What this also means is that you can start to lean on your existing unit tests to assess the effect of the refactoring changes. This confirms that your unit tests are well-written enough to support refactoring to a truly generic system, and allows you to introduce more/better tests for any problems you introduce during your refactor.
Obviously, the disadvantage of doing ad-hoc common code extraction is that you’re still stuck up with two very similar classes that could probably share more common code than they do. Which brings us to Pass Three.
Okay, Banana Joe has turned up. Now is the time to look into proper generic design.
You should now have an idea of which behaviours
DogReports share. Because of Pass “2A”, you should have some simple classes that capture the kind of shared behaviour that is more likely to change in the future.
Just as importantly, you now have three different types of input to compare and contrast with each other. This is where you find out that some animals have fingers, which you didn’t account for with Dogs and Cats. Or that climbing trees no longer needs to be associated with difficult behaviour. Or that not every animal has a name.

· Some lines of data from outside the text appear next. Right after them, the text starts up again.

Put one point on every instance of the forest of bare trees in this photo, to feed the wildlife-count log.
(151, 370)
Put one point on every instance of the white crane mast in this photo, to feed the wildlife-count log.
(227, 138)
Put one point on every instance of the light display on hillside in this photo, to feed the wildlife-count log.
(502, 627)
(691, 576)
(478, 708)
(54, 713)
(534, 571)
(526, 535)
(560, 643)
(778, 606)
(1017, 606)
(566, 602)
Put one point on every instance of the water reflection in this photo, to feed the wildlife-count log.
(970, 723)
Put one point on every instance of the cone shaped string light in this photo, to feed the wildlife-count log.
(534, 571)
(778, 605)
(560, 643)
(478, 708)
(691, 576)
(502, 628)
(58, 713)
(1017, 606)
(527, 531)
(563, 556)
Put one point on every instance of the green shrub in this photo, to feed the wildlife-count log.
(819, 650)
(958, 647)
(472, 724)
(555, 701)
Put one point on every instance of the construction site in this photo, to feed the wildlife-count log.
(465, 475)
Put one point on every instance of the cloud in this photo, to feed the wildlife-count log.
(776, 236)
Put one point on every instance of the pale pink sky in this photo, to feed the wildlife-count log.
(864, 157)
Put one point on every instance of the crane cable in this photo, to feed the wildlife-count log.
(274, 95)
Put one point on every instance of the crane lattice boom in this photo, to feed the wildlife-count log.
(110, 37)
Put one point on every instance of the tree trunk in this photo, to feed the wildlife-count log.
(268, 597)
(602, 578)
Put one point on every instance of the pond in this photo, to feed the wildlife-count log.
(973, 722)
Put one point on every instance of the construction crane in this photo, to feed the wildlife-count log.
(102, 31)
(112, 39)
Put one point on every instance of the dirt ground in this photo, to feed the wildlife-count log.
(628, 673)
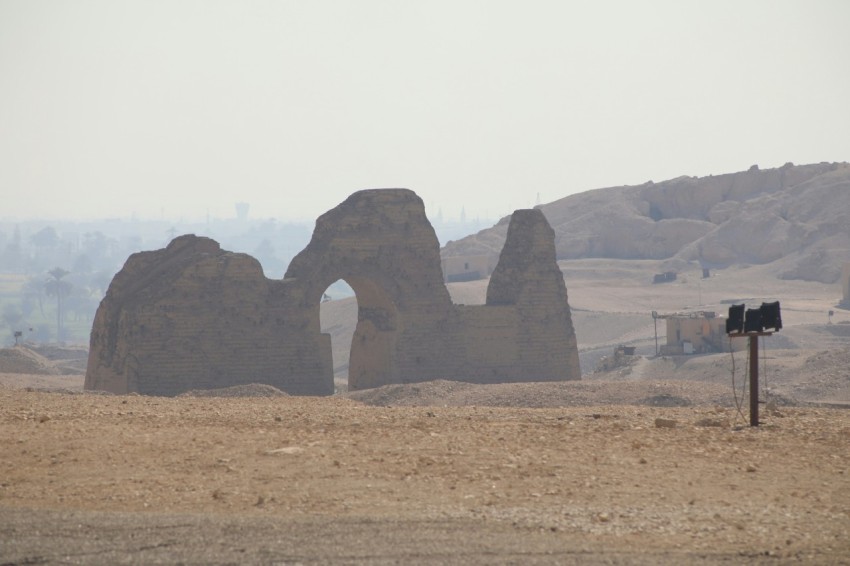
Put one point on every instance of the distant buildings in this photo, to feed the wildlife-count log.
(695, 333)
(468, 268)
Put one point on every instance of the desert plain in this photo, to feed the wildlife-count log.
(650, 463)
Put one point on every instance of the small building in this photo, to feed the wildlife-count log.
(467, 268)
(666, 277)
(699, 332)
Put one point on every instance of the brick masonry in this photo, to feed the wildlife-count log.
(194, 316)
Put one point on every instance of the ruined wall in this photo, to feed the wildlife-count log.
(845, 285)
(194, 316)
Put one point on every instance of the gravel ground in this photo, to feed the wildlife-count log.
(103, 479)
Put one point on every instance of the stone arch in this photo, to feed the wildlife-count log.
(194, 316)
(381, 243)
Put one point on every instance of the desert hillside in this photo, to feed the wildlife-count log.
(793, 217)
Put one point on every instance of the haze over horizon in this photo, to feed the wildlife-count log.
(181, 109)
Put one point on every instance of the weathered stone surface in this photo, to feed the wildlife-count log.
(193, 316)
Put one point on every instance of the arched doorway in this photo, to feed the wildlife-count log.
(363, 331)
(338, 319)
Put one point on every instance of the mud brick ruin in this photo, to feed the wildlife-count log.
(194, 316)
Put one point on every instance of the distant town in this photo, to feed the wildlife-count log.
(53, 273)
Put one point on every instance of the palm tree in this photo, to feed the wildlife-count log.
(56, 286)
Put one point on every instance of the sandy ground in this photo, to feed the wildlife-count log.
(108, 479)
(649, 464)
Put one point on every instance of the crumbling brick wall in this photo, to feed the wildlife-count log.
(193, 316)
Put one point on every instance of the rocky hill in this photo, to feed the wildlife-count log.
(796, 218)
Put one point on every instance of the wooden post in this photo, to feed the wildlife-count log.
(754, 379)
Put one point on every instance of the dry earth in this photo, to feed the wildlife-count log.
(650, 464)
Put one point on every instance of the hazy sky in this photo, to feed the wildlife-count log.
(117, 108)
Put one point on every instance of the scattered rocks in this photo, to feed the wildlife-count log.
(666, 423)
(249, 390)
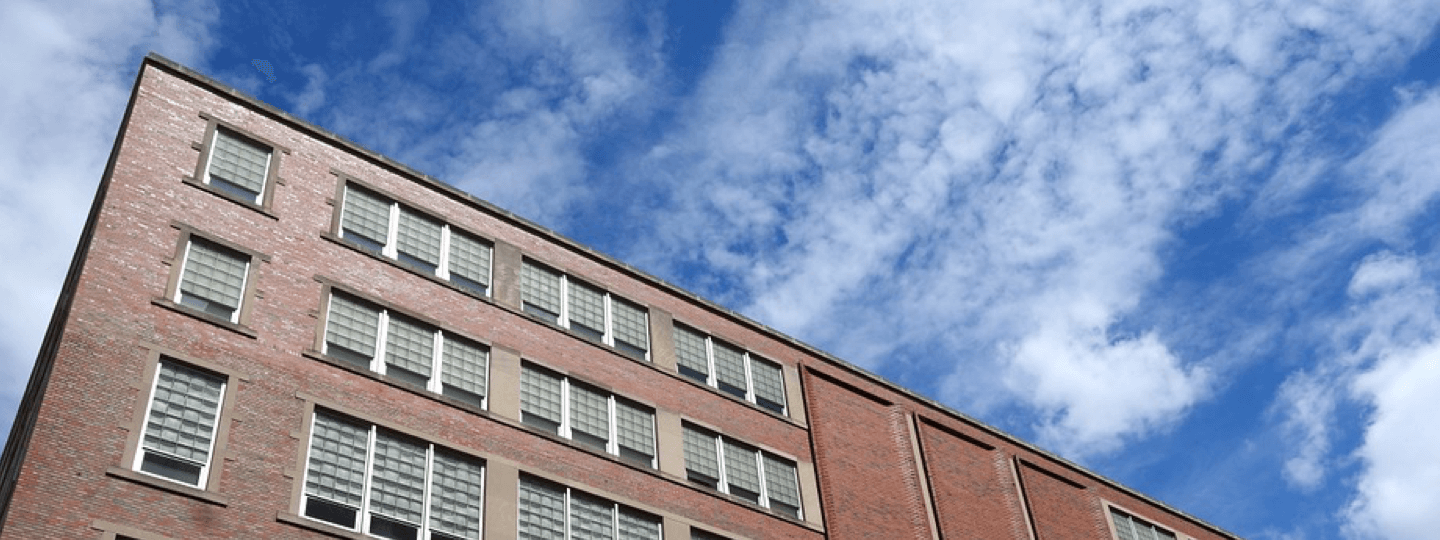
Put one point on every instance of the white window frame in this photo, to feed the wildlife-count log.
(215, 429)
(723, 483)
(615, 507)
(378, 365)
(563, 317)
(245, 277)
(270, 159)
(612, 444)
(362, 514)
(713, 379)
(392, 248)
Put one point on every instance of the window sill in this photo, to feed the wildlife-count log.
(317, 526)
(408, 268)
(206, 187)
(167, 486)
(393, 382)
(202, 316)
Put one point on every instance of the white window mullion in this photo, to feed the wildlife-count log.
(363, 524)
(425, 496)
(390, 245)
(442, 270)
(380, 340)
(437, 363)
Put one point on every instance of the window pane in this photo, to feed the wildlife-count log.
(465, 366)
(540, 393)
(542, 510)
(729, 366)
(409, 346)
(352, 326)
(419, 236)
(635, 428)
(740, 468)
(586, 306)
(213, 274)
(591, 519)
(336, 467)
(769, 382)
(631, 324)
(455, 494)
(781, 483)
(182, 412)
(589, 412)
(540, 287)
(470, 258)
(690, 349)
(366, 215)
(700, 452)
(239, 162)
(638, 526)
(398, 486)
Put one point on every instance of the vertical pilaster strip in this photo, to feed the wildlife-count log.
(663, 340)
(504, 382)
(501, 501)
(507, 275)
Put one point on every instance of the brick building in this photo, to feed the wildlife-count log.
(270, 331)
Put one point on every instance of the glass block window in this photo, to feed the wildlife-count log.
(586, 415)
(550, 511)
(375, 481)
(419, 241)
(238, 166)
(586, 310)
(213, 278)
(180, 424)
(1131, 527)
(399, 346)
(740, 470)
(730, 369)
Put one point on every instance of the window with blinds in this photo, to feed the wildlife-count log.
(1131, 527)
(586, 415)
(406, 488)
(212, 278)
(740, 470)
(180, 424)
(549, 510)
(589, 311)
(238, 166)
(730, 369)
(399, 346)
(416, 239)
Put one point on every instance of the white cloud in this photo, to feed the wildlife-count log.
(997, 177)
(71, 68)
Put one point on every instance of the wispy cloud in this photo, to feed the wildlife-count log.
(71, 66)
(997, 182)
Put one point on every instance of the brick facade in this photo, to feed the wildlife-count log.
(873, 461)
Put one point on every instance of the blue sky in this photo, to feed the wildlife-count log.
(1190, 245)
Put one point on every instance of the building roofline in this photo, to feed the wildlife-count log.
(634, 272)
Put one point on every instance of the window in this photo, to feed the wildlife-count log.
(550, 511)
(418, 241)
(403, 488)
(212, 278)
(395, 344)
(177, 439)
(586, 415)
(730, 467)
(1131, 527)
(730, 369)
(586, 310)
(238, 166)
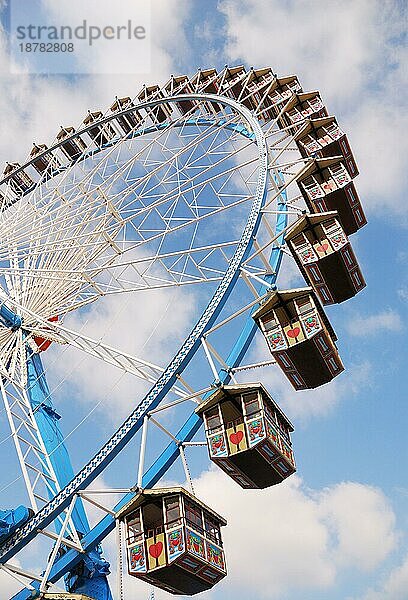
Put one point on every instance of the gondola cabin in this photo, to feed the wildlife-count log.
(20, 182)
(248, 435)
(299, 337)
(100, 133)
(207, 81)
(127, 122)
(232, 81)
(282, 89)
(258, 86)
(72, 147)
(173, 541)
(236, 83)
(181, 85)
(302, 106)
(160, 112)
(325, 257)
(323, 138)
(44, 162)
(326, 185)
(6, 201)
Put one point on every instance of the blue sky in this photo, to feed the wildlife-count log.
(346, 538)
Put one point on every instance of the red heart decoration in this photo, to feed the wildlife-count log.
(235, 438)
(156, 549)
(292, 333)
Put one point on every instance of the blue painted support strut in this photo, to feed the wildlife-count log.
(186, 433)
(94, 586)
(47, 421)
(8, 318)
(165, 382)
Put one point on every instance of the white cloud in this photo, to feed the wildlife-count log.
(290, 537)
(352, 52)
(388, 320)
(306, 404)
(33, 108)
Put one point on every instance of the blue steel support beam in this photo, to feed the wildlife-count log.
(98, 533)
(186, 433)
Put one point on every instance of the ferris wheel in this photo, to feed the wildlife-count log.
(204, 184)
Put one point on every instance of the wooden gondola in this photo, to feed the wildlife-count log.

Also, because the system has been merrily producing Dog and Cat reports you should now have a good idea of the kind of day-to-day enhancements that people ask for (e.g. bulk reports, summaries, etc). Your “properly generic” system can be designed to optimise for those features. Plus, you are probably more likely to get a decent amount of budget and eyes on the end product, because you have a userbase who value their
PetReports. Good genericisation always takes longer than people expect, so you want the payoff to be worth it.

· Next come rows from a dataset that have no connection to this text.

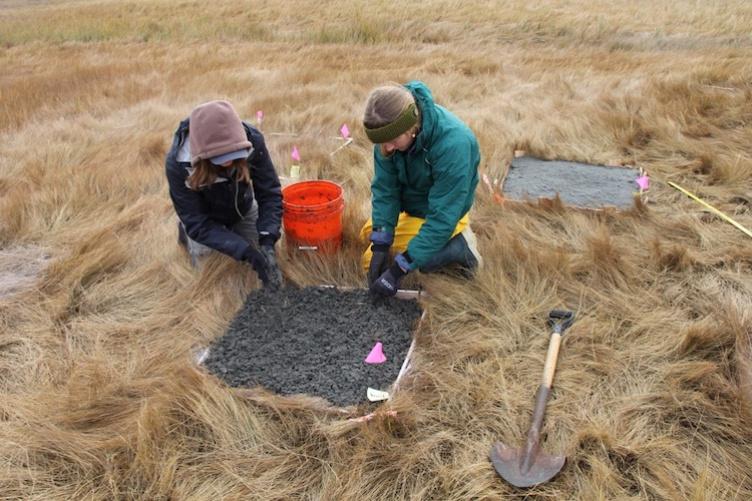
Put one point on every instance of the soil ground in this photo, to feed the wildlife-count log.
(314, 340)
(577, 184)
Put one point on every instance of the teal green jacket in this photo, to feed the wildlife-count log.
(434, 180)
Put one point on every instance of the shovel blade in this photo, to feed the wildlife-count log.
(508, 464)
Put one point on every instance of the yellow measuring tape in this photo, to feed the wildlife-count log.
(711, 208)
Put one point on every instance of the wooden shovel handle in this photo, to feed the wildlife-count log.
(551, 357)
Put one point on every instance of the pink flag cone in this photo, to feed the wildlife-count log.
(377, 355)
(344, 131)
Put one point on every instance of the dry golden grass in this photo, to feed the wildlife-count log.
(99, 397)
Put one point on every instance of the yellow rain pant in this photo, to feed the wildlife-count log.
(407, 228)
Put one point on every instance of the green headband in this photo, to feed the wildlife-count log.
(400, 125)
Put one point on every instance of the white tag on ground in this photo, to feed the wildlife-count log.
(376, 395)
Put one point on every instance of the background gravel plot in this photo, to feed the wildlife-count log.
(578, 184)
(313, 341)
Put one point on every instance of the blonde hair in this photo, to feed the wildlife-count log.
(206, 172)
(385, 104)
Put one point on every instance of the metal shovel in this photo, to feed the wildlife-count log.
(528, 466)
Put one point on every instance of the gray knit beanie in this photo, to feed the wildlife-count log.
(215, 130)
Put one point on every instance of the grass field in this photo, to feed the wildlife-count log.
(652, 396)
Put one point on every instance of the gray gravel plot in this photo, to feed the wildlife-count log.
(581, 185)
(313, 341)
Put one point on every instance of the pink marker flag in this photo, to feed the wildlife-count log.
(344, 131)
(377, 355)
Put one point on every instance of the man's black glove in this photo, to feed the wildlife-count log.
(381, 241)
(274, 275)
(388, 283)
(379, 262)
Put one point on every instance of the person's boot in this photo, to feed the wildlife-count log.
(456, 255)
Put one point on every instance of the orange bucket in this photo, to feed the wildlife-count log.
(312, 215)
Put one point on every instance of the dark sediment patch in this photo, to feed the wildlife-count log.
(577, 184)
(314, 341)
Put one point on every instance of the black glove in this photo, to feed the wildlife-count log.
(380, 255)
(274, 275)
(388, 283)
(258, 262)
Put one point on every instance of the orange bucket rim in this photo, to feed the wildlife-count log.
(295, 187)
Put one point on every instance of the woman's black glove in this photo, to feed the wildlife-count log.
(266, 268)
(274, 275)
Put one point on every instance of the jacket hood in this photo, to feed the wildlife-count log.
(427, 107)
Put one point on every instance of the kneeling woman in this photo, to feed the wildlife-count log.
(225, 190)
(426, 171)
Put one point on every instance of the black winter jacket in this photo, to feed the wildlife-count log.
(209, 212)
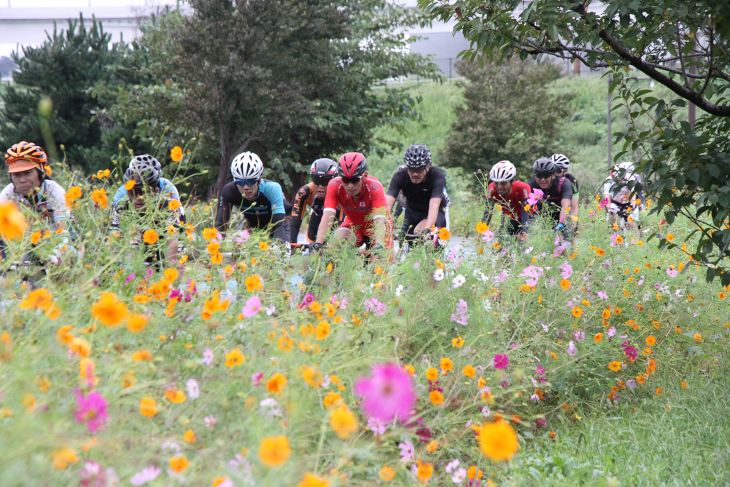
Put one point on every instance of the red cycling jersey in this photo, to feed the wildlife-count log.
(359, 215)
(513, 207)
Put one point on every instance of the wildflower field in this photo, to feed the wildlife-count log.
(486, 363)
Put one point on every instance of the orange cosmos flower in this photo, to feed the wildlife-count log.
(109, 310)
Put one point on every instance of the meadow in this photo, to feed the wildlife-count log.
(492, 362)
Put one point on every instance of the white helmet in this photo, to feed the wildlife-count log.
(502, 171)
(560, 161)
(626, 167)
(247, 165)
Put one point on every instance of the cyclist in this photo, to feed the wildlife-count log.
(422, 185)
(367, 219)
(562, 164)
(510, 194)
(166, 185)
(30, 185)
(620, 198)
(160, 216)
(312, 195)
(260, 200)
(557, 194)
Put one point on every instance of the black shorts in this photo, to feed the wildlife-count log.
(412, 218)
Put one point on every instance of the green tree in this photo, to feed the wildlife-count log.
(681, 45)
(68, 64)
(508, 113)
(290, 81)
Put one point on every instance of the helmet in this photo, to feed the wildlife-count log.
(323, 170)
(502, 171)
(417, 156)
(561, 162)
(146, 167)
(25, 155)
(352, 165)
(626, 167)
(543, 165)
(247, 165)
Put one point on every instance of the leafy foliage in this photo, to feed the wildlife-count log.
(508, 113)
(63, 70)
(292, 82)
(683, 46)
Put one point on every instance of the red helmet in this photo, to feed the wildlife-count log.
(352, 165)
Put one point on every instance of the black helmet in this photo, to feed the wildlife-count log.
(146, 167)
(543, 166)
(322, 171)
(417, 156)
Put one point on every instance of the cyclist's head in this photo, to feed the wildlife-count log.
(322, 172)
(418, 161)
(352, 168)
(26, 163)
(544, 171)
(562, 163)
(502, 174)
(247, 170)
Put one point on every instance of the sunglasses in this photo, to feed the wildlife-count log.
(350, 180)
(246, 182)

It is also easier to justify genericisation at this stage as a business case. Because this has come up three times, you can be more confident that people will want similar reports for Bessie the Cow and Miss Cluckington. The pain you felt of extracting shared behaviour when you have only two common classes currently in existence is trivially manageable, and you can lay out the work that will need doing. Once you’ve got five, ten or thirty-seven different inputs? I think the living would envy the dead (or at least the retired).
Obviously, you probably aren’t working in a Farmyard. But no matter whether your input types are Financial Institutions, Language Locales, or Video Game Enemies, applying this principle can save you a great deal of pain.

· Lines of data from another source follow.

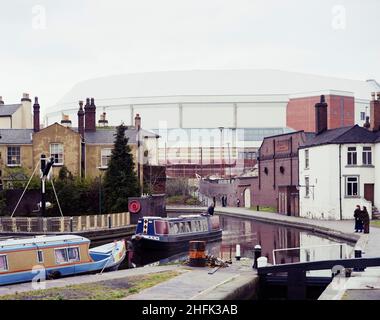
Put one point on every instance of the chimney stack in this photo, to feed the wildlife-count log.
(103, 122)
(321, 116)
(90, 115)
(375, 111)
(66, 120)
(138, 122)
(81, 119)
(36, 114)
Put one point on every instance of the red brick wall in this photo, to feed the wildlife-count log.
(276, 152)
(300, 112)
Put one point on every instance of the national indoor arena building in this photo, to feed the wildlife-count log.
(212, 122)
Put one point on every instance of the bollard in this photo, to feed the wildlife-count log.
(237, 255)
(256, 255)
(197, 253)
(358, 254)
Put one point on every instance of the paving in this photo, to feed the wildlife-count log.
(233, 282)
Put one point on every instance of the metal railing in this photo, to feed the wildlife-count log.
(64, 224)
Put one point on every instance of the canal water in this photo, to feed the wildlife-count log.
(279, 244)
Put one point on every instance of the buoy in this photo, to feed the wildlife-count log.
(197, 253)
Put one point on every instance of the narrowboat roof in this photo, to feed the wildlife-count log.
(41, 241)
(181, 217)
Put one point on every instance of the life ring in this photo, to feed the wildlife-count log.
(134, 206)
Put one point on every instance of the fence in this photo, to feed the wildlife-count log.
(65, 224)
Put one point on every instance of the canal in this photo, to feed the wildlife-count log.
(272, 238)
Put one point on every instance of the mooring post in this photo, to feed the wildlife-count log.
(256, 255)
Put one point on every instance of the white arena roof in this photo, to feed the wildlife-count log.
(209, 83)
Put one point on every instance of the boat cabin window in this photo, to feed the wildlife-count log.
(61, 256)
(40, 256)
(3, 263)
(67, 255)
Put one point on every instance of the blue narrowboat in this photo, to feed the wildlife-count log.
(174, 234)
(23, 260)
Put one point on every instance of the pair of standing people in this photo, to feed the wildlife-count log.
(362, 219)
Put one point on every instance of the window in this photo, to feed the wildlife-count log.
(13, 158)
(40, 256)
(352, 184)
(307, 187)
(367, 155)
(105, 157)
(61, 256)
(56, 151)
(3, 263)
(73, 254)
(351, 156)
(307, 159)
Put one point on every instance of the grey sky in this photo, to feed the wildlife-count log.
(83, 39)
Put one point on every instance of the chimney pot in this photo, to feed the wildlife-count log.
(321, 115)
(138, 121)
(36, 115)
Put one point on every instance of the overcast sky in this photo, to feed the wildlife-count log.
(48, 46)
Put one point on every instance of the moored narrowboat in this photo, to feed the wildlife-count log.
(174, 234)
(56, 256)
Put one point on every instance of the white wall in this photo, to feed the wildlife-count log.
(324, 202)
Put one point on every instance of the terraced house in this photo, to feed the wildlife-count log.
(84, 150)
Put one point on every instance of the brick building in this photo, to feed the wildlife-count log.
(300, 113)
(85, 150)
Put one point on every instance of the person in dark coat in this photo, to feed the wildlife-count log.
(358, 219)
(210, 209)
(365, 219)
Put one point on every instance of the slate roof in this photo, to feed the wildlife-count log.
(344, 135)
(16, 136)
(8, 109)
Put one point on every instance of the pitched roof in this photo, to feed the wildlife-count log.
(8, 109)
(352, 134)
(16, 136)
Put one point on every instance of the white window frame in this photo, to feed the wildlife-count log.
(6, 263)
(19, 156)
(103, 154)
(367, 152)
(57, 152)
(42, 256)
(357, 188)
(307, 187)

So let’s review, without the “hilarious” veterinary examples:
Input Type 1 - Just build it, don’t genericise at all. Solve the problem in front of you.
Input Type 2 - Duplicate the original, redesign for your new input type, and then extract common behaviour as you change that behaviour.
Input Type 3 - Now is the time to examine the lessons from the first two passes, and design a generic platform from them that will make it easy to add your third type.
It doesn’t matter if the gaps between Input Example 1 and Input Example 3 are six days or six years. Even if they are within the same release and the application is required to be generic, it is often worth getting your initial non-generic system in front of users, so you can respond to their initial feedback as quickly as possible.
And finally, whether you take this advice or not, when dealing with multiple input types and generic platforms, please, please, PLEASE make sure you have full automated test coverage of all input and output types. Tony the Intern isn’t going to realise that he’s broken the
DogReport when working on the
MonkeyReport until your Dog Owners start howling. Knowing when he’s broken something makes it easier to make the changes you want.
Don’t let him get torn apart without warning. They’ll turn on you next.